HEBRON UPDATE: 13-19 August 2005

CPTnet
24 August 2005

HEBRON UPDATE: 13-19 August 2005

Saturday, 13 August 2005

As part of a Shabbat patrol, Bill Baldwin, John Lynes and Rick Polhamus
walked along Haret Jaber (Worshippers' Way) out to Wadi Ghroos, looking at
homes the Israeli military had demolished over the past few years.

A shopkeeper in the Old City market told Polhamus about how hard things were
for the shopkeepers: "For two days I have had no customers. My three
children are going back to school. How can I pay for their school fees and
their clothes?"

Sunday, 14 August 2005

Lynes and Polhamus visited the Western Wall (the "Wailing Wall") in
Jerusalem. Security seemed tight because of the Jewish fast day of Tisha b'
Av--which commemorates the destruction of the Jewish temples in
Jerusalem--and because of the planned evacuation of the Israeli settlers
from Gaza. Muslims under forty-five were forbidden to enter the Old City,
but everything seemed peaceful.

Monday, 15 August 2005 Polhamus questioned some soldiers about why they were
patrolling the Old City. One soldier responded that they were "keeping busy
to keep our commander off our back."

At the first gate to the Old City above Beit Romano, Polhamus helped unload
a truckload of two types of boxes from the International Red Cross for poor
families in Hebron. One type of box contained rice, lentils, peas, beans,
sunflower oil, coffee, tea and sugar. The other type of box contained tins
of chicken, beef, and tuna, macaroni, flour, olive oil, tahini, tomato paste
and soap. Later, CPTers saw Palestinian boys delivering similar boxes to
people in Tel Rumeida.

Dianne Roe, Christina Gibb, and Lynes visited CPT's former neighbors who had
moved out of the Old City about two years earlier. They now live on the
hillside between Tel Rumeida and Beit Hadassah settler enclaves. In the Old
City they had to strategize how to avoid military checkpoints. Now they must
watch out for settler violence.

Tuesday, 16 August 2005

Roe and Baldwin went to Tel Rumeida to visit the Abu Haikel family and had
no difficulty passing through checkpoints. Roe was especially interested in
the adult children, who are gifted artists. One son showed some portraits
he has completed recently. He told them that his father and grandfather
were also artists, working in stone.

Wednesday, 17 August 2005

Polhamus watched Israeli police taking fingerprints of Palestinians at the
Beit Romano checkpoint area. They told him they were doing so for a police
database of all male residents of the Old City.

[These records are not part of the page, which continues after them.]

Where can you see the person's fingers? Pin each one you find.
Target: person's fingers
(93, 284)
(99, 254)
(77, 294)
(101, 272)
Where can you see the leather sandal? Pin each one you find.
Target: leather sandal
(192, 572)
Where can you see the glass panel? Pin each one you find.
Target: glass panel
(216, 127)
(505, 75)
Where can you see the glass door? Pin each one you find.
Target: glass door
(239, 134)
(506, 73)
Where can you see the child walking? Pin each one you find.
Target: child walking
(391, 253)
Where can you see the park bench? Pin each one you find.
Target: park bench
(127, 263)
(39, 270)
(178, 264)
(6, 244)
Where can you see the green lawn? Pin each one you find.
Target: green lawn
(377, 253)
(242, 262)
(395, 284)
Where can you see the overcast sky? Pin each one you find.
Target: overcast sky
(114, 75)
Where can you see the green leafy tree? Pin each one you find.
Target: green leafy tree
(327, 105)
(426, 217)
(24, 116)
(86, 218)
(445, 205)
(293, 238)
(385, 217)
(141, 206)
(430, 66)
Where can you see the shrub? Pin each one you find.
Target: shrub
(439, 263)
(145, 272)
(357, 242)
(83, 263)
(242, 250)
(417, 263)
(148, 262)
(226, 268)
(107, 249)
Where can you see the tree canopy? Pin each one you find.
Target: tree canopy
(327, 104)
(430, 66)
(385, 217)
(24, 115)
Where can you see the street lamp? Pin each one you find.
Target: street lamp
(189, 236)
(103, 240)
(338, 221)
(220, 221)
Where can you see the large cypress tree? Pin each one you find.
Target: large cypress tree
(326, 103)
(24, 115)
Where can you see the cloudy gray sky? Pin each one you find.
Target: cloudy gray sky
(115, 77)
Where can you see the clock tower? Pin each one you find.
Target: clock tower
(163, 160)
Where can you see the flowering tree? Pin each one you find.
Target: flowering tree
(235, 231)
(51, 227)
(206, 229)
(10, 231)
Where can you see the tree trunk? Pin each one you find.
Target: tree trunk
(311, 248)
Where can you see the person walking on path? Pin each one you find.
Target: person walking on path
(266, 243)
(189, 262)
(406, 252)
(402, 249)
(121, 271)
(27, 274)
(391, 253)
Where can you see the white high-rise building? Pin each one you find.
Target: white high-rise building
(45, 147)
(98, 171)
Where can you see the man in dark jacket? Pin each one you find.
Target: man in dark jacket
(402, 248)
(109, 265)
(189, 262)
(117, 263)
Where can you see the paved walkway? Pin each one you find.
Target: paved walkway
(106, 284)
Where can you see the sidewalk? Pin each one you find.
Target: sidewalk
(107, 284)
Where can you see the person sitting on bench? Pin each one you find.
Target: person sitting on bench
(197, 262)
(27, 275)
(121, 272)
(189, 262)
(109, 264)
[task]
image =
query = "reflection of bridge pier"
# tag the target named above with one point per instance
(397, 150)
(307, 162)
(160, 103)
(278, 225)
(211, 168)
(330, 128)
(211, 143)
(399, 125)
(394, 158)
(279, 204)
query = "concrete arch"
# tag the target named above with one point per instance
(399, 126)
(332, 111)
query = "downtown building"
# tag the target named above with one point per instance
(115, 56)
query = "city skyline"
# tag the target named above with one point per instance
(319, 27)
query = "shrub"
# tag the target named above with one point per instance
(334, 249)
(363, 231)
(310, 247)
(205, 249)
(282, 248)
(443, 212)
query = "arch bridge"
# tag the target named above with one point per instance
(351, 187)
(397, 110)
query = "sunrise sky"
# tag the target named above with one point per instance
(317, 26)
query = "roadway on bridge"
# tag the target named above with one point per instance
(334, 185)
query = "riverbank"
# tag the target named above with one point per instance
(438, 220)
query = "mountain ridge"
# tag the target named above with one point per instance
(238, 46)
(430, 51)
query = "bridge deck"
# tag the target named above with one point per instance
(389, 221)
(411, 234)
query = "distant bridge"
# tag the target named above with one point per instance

JoAnne Lingle, Lynes, Gibb, and two friends from the U.S. visited a
Palestinian family next to Avraham Avinu Israeli settlement. The IDF had
closed the road in front of their building. Now the family has to walk a
long way and through a revolving gate in order to go to the market next
door. On the previous Thursday, Israeli police and soldiers came looking
for the sixteen-year old daughter. They accused her of yelling at a
soldier. The mother, alone at home with her two daughters, was afraid and
called her husband. When the husband arrived, he talked to the Israeli
police, who left without arresting the daughter.

Thursday, 18 August 2005

In the morning police continued to fingerprint Palestinians at the Beit
Romano checkpoint.

Settler children began to throw stones at Baldwin, Gibb and Lynes in Tel
Rumeida until an Israeli soldier forced them to stop.

Friday, 19 August 2005

Baldwin and Lynes patrolled in Tel Rumeida. They just missed a
confrontation between soldiers and settler children. The latter had been
throwing stones at visiting Israelis.

*******

During this period the Hebron Team included Bill Baldwin, Christina
Gibb, Jerry Levin, JoAnne Lingle, John Lynes, Rick Polhamus and Dianne Roe.